Passado o impacto da surpresa, um e outro curioso, de longe ficava nas pontas dos pés, para olhar se via alguma coisa, para saber como tinha terminado tudo aquilo. A ex- defunta tentava se levantar do caixão, mas não conseguia. Estava zonza de tanto ser sacudida escada abaixo. Enquanto isso, a roda de curiosos do alto da escada que a todo instante aumentava, assistia a tudo, mas ninguém tinha coragem de se aproximar. Fazendo muito esforço, ela conseguiu se sentar. Foi mais um momento de pânico e correria para aqueles que já começavam a voltar. Gente se atropelando uns aos outros fugindo com medo do fantasma.  As pessoas que estavam mais ao longe se benziam achando que era realmente assombração, e alguns, achavam ter sido um milagre. Ela havia ressuscitado. Como não conseguia sair do caixão sozinha, ela começou a gritar por socorro:
- Por favor, me ajudem. Eu não morri, não. Vejam, estou viva!
            A multidão não queria conversa. Olhava de longe a agonia dela, mas ninguém tinha coragem de chegar perto. Passado algum tempo, vi a minha mãe se chegando devagarzinho para perto da amiga. Manteve-se a meia distância por precaução e disse:
            - Comadre? Você tá viva ou é assombração?
            - Ei, comadre. Tô quase viva. Acho que quebrei a minha perna. Não consigo me levantar.
            - Como foi isso, comadre? Posso jurar que você tava morta!
            - Tava como morta; ouvia tudo, mas não conseguia me mexer. Até chorei, mas as lágrimas não caíram. Dei um ataque, comadre e ia sendo enterrada viva. Graças a Deus houve esse entropicão que me derrubou e com tanta pancada consegui me acordar.
            - Ave Maria, comadre. Cruz credo! Que coisa horrível. Chegue, vamos levantar.

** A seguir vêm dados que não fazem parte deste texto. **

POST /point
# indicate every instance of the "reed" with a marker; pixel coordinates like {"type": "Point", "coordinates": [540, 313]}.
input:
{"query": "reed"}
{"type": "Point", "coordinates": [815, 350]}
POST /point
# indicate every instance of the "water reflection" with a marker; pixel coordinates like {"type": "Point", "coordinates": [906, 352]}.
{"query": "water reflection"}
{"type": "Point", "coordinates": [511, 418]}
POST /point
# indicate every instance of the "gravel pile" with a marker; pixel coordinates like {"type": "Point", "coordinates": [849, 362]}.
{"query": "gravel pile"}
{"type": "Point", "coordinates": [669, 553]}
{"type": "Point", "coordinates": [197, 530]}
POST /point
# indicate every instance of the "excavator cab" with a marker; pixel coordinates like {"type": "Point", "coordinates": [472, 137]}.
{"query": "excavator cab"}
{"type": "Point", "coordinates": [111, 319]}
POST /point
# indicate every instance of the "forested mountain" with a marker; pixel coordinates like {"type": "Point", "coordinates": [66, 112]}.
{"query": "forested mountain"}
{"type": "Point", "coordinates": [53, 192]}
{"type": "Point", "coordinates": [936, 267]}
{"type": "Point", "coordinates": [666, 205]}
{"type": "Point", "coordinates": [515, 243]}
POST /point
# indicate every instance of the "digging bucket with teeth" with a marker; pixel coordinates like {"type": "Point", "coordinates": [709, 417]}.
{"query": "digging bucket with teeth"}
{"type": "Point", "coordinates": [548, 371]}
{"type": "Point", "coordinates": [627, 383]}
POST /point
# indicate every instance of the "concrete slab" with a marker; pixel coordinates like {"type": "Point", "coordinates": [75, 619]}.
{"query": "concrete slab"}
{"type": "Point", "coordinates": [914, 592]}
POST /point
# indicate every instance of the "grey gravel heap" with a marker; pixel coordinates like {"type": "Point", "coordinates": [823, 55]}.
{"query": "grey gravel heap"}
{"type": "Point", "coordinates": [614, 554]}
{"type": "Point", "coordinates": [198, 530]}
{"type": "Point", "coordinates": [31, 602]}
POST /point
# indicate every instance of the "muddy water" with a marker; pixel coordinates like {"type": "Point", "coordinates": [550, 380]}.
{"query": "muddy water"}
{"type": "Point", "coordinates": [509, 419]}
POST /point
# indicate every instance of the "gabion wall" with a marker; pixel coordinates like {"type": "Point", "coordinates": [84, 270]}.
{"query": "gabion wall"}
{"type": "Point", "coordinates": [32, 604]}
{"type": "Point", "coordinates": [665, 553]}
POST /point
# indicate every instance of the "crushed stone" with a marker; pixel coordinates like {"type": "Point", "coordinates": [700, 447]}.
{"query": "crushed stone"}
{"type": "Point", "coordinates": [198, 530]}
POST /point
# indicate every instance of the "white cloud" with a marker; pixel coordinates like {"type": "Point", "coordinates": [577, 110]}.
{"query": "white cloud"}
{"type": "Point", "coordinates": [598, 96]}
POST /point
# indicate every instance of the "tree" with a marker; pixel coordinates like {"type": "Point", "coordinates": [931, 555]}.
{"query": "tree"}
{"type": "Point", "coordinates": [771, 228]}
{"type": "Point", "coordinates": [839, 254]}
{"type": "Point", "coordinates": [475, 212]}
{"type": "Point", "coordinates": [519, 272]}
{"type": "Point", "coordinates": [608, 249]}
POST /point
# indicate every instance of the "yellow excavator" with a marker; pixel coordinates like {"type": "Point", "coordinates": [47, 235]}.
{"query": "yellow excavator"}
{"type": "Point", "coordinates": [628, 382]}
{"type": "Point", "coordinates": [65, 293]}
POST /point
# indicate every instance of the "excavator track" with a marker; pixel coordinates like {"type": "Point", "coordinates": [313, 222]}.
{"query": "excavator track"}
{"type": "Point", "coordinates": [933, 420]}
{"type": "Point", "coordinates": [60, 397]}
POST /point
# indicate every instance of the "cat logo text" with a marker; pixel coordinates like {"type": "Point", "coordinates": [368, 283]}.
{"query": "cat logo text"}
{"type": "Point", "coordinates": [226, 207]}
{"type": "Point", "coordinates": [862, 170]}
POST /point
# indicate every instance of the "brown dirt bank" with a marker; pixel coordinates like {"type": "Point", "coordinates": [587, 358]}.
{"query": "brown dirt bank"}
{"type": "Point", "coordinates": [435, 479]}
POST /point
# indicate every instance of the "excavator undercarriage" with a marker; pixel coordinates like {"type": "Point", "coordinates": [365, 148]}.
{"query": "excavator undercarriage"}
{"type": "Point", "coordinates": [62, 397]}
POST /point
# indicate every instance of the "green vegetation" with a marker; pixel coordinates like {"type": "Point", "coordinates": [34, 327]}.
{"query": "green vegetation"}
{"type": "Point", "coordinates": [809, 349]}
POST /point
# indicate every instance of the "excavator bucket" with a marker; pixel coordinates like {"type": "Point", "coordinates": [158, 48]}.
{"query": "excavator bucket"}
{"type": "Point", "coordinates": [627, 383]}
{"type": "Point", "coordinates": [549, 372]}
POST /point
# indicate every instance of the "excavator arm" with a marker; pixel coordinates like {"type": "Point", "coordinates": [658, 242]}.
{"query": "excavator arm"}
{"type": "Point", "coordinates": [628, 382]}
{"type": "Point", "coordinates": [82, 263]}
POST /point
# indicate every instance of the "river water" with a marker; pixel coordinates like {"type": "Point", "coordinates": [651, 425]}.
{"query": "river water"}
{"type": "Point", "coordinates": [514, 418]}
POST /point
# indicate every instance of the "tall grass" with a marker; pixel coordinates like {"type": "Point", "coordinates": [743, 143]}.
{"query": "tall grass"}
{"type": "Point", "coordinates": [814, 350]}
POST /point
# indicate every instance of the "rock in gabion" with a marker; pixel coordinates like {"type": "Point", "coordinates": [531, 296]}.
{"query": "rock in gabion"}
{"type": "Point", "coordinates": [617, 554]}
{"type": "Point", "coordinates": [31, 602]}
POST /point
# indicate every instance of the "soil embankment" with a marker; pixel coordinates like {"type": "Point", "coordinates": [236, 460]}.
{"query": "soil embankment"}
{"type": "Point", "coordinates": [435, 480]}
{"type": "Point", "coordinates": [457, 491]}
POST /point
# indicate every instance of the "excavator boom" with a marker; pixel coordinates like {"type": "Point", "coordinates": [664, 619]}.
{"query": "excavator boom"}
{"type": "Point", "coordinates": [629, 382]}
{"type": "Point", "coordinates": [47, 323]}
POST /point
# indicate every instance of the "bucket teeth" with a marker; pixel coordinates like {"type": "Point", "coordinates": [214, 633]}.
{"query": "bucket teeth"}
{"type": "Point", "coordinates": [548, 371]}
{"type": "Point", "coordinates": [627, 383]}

 Dizendo isso, ela chegou mais para perto, segurou nos braços agora quentes da amiga e fez força para que ela se levantasse. Foi então que lembrou que a roupa que haviam feito para ela se enterrar tinha apenas a parte da frente. O irmão que deveria arcar com as despesas do funeral não dera dinheiro para tal e improvisaram apenas um pano marrom que passava pelo pescoço, cobria os seios e era amarrado na cintura. Como ela havia feito uma promessa com São Francisco, não poderia ser enterrada com uma roupa comum, improvisaram assim. Afinal, ela estava morta mesmo e com as flores que colocariam dentro do caixão, ninguém perceberia nada. “E agora”? Pensou a minha mãe. No momento, ela estava sendo a pessoa mais observada da cidade e estava completamente nua. Olhou quem estava mais próximo e viu a cabeça de Bangá., o coveiro,  escondendo-se atrás de um poste.
- Ei, Bangá, vem cá! Me ajuda! Disse ela.
- Eu? Disse ele meio disfarçado.
- Sim, você mesmo.
- Diz daí, dona Clara. Que escuto daqui Completou ele.
- Vem cá homem mole, preciso da sua camisa pra cobrir as partes de comadre!
- A minha camisa? Num tem outra coisa não?
- Não.
- Num dá pra ela ir assim, não?
- Dá não. Vem logo, me dá a sua camisa.
Ele enrolou a camisa numa pedra e jogou para ela. Minha mãe a vestiu com a camisa e com o pano que ela se enterraria, improvisou uma saia. Levantou-a com cuidado e, segurando no corre mão da escada, foram subindo davagarinho. Ninguém se aproximava. Todos olhavam de longe a cena até que foram aparecendo os primeiros voluntários. Levaram-na para o hospital, pois na queda a defunta quase morria. Quebrou a perna, algumas costelas e ficou cheia de hematomas. Depois disso, por causa da rejeição de algumas pessoas, inclusive da família, e por causa do falatório e das fofocas sobre este fato, não lhe foi mais possível morar na cidade. Teve que se mudar. Mas ainda hoje se comenta o fato e apesar de todo sofrimento e traumas sofridos dizem que ela ainda foi feliz, porque fatalmente seria enterrada viva.